Publié le 24/04/2023
Emmanuel Macron et la santé : un certain flou artistique

Paris, le lundi 24 avril 2023
– Emmanuel Macron a annoncé vouloir sanctionner les auteurs de lapins, mais n’a avancé aucune piste pour régler la crise des urgences.
Seize mois après une séance de questions-réponses avec des lecteurs du Parisien restée dans les mémoires (le Président de la République y avait déclaré vouloir « emmerder les non-vaccinés »), Emmanuel Macron a décidé une nouvelle fois de se prêter au jeu, toujours avec les lecteurs du Parisien. Ceux qui espéraient trouver dans cette interview, publiée ce dimanche, les grandes lignes de la politique de santé du chef de l’Etat pour les quatre années à venir seront déçus : au milieu de questions sur l’immigration, les retraites ou son style de gouvernement, Emmanuel Macron a peu évoqué la santé et semble continuer d’entretenir un certain flou artistique sur la question, fait de déclarations d’intention mais de peu de propositions concrètes.
Emmanuel Macron a ainsi été interrogé par une des lectrices, pharmacienne de profession, sur sa promesse, formulée lundi dernier, de désengorger les urgences d’ici fin 2024. Une promesse qui, on le sait, a suscité plus d’interrogations que d’espoir chez les soignants hospitaliers, qui ont du mal à comprendre comment des problèmes structurels qui minent l’hôpital depuis des décennies pourraient être réglés en 18 mois. Visiblement, l’auteur de la promesse non plus ne sait pas comment la tenir. « Je suis très inquiet, l’engorgement des urgences, les déserts médicaux, c’est le même problème : on n’a plus assez de soignant dans le pays » s’est ainsi contenté de répondre le Président de la République, sans donc esquisser la moindre piste de solution.
Emmanuel Macron étrille les syndicats de médecins
Son interlocutrice ayant rebondi sur cette pénurie de soignants, le chef de l’Etat a pu développer sa pensée. « Il faut former plus de médecins, de pharmaciens, de kinés d’infirmiers, on doit aussi accélérer la délégation d’actes, on est en train de le faire » a-t-il déclaré, évoquant, sans la nommer, la proposition de loi Rist, qui a été adoptée en commission mixte paritaire le 6 avril dernier (elle sera examinée définitivement par le Parlement la semaine du 9 mai) et qui permettra l’accès direct aux infirmiers en pratique avancée (IPA), kinésithérapeutes et orthophonistes et ouvrira le droit à la primo-prescription aux IPA. Cette proposition de loi a été, on le sait, très critiquée par les syndicats de médecins libéraux, qui y voient une remise en cause du rôle du médecin traitant et qui ont notamment organisé une grande manifestation contre cette réforme le 14 février dernier.

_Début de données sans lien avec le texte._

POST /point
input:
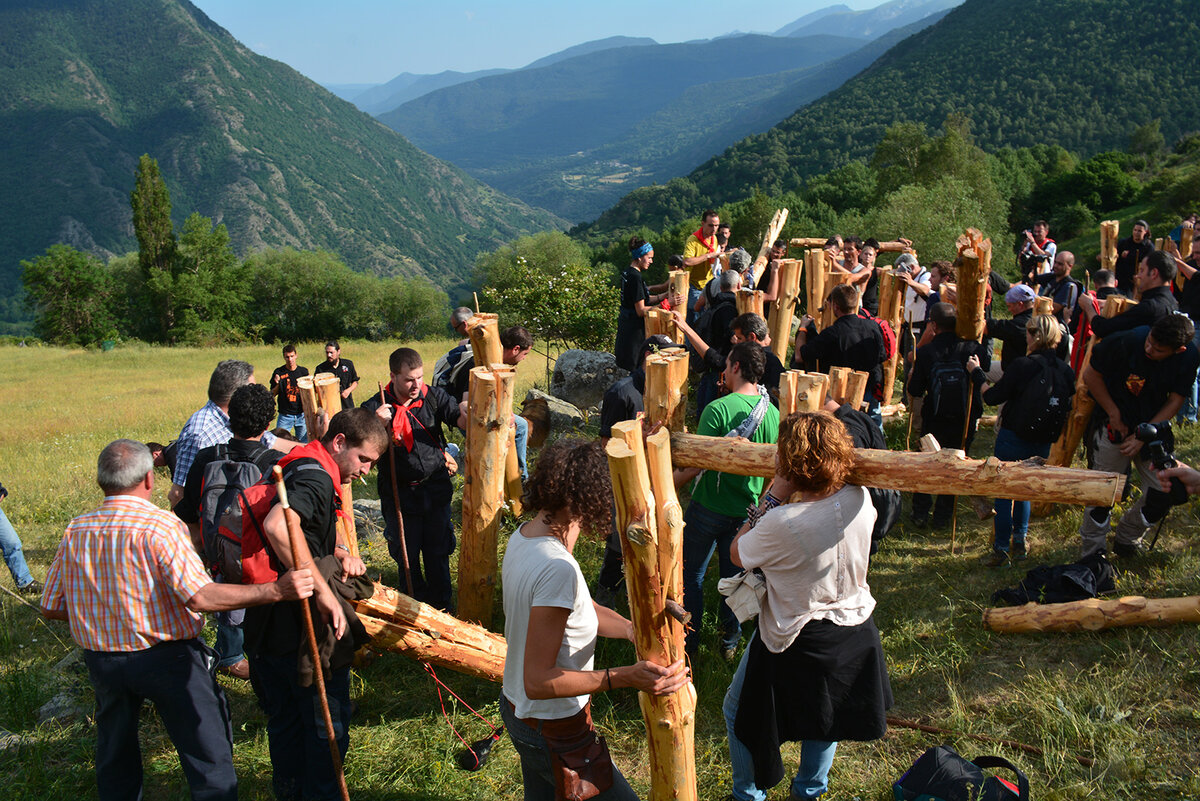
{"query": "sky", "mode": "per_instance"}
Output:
(373, 41)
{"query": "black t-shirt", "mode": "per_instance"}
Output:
(1138, 384)
(622, 401)
(276, 628)
(289, 391)
(425, 464)
(346, 375)
(633, 288)
(235, 450)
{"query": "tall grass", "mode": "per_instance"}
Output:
(1123, 698)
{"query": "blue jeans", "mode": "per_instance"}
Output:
(535, 772)
(13, 555)
(1013, 517)
(294, 423)
(295, 728)
(703, 533)
(178, 678)
(816, 756)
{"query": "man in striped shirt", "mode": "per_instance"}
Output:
(132, 588)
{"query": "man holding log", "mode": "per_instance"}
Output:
(1137, 377)
(281, 666)
(414, 477)
(148, 645)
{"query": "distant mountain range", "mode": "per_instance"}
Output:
(575, 131)
(90, 85)
(1075, 73)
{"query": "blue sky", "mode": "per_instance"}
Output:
(372, 41)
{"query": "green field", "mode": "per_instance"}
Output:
(1123, 698)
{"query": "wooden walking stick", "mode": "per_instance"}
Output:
(294, 538)
(395, 499)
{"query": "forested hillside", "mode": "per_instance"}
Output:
(1078, 73)
(87, 86)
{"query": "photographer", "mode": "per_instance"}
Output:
(1137, 377)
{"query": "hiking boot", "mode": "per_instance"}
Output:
(995, 559)
(239, 669)
(33, 588)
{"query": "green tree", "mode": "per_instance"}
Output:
(71, 295)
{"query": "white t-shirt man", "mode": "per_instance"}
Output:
(541, 572)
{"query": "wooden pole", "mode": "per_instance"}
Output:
(489, 408)
(784, 307)
(947, 473)
(1109, 230)
(1093, 614)
(670, 720)
(295, 536)
(665, 399)
(399, 622)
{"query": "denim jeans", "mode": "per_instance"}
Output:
(816, 756)
(295, 728)
(13, 555)
(703, 533)
(294, 423)
(178, 678)
(535, 772)
(1012, 521)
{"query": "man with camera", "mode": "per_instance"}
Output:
(1137, 377)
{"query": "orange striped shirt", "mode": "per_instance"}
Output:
(124, 573)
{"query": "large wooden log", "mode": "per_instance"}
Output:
(1093, 614)
(489, 409)
(784, 307)
(975, 265)
(397, 622)
(1109, 232)
(665, 399)
(947, 473)
(670, 720)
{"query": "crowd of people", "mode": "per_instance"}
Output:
(807, 533)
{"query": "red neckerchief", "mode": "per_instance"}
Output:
(401, 423)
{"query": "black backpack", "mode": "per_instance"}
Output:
(948, 389)
(1042, 409)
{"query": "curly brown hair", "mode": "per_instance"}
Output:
(573, 474)
(815, 451)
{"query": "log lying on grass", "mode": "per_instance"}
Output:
(397, 622)
(947, 473)
(1093, 614)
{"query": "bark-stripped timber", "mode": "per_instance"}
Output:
(946, 473)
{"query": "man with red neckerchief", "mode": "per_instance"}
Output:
(415, 413)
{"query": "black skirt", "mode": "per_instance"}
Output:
(831, 684)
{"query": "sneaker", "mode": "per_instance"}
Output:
(995, 559)
(239, 669)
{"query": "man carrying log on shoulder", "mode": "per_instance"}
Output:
(414, 477)
(281, 667)
(1137, 377)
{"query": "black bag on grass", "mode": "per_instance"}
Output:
(942, 775)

Emmanuel Macron n’a pas pu s’empêcher une petite pique à leur intention : « je me tape les corporatismes » a-t-il déclaré (au moins il ne les emmerde pas).
Pour le reste, le chef de l’Etat s’est contenté de déclarations d’intention très générales, expliquant qu’il faut « créer des incitations pour régler les déserts médicaux, investir sur l’hôpital et le réorganiser ». Il semble donc écarter tout encadrement de la liberté d’installation, au grand dam de nombreux parlementaires, y compris au sein de la majorité, qui demandent une action dans ce sens.
Le chef de l’Etat veut rouvrir la chasse aux lapins
Une annonce aura tout de même retenu l’attention des professionnels de santé libéraux : le Président de la République a réitéré sa volonté, déjà exprimée lors de ses vœux aux professionnels de santé le 6 janvier dernier, de « mieux responsabiliser les patients » et de sanctionner « ceux qui ne viennent pas au rendez-vous ». Sanctionner les patients indélicats qui n’honorent pas leurs rendez-vous médicaux sans prévenir et sans raison valable, les fameux « lapins », est en effet une revendication de longue date des syndicats de médecins, qui rappellent que ces derniers constituent une perte de revenu pour les médecins et une perte de chance pour les patients. Le 14 février dernier, le Sénat avait inséré dans la proposition de loi Rist une disposition prévoyant que la convention médicale serait chargée de déterminer les modalités de sanction des patients indélicats. Mais le Président de la République ignore sans doute que ce dispositif a été finalement retiré du texte final en commission mixte paritaire à la demande des députés de son camp !
A la lecture de cet entretien du Président de la République, on n’en sait finalement guère plus sur la politique de santé du gouvernement. Et il faudra donc se pencher sur le règlement arbitral, dont le résultat sera connu ce lundi, pour obtenir des informations concrètes sur la situation de la médecine en France.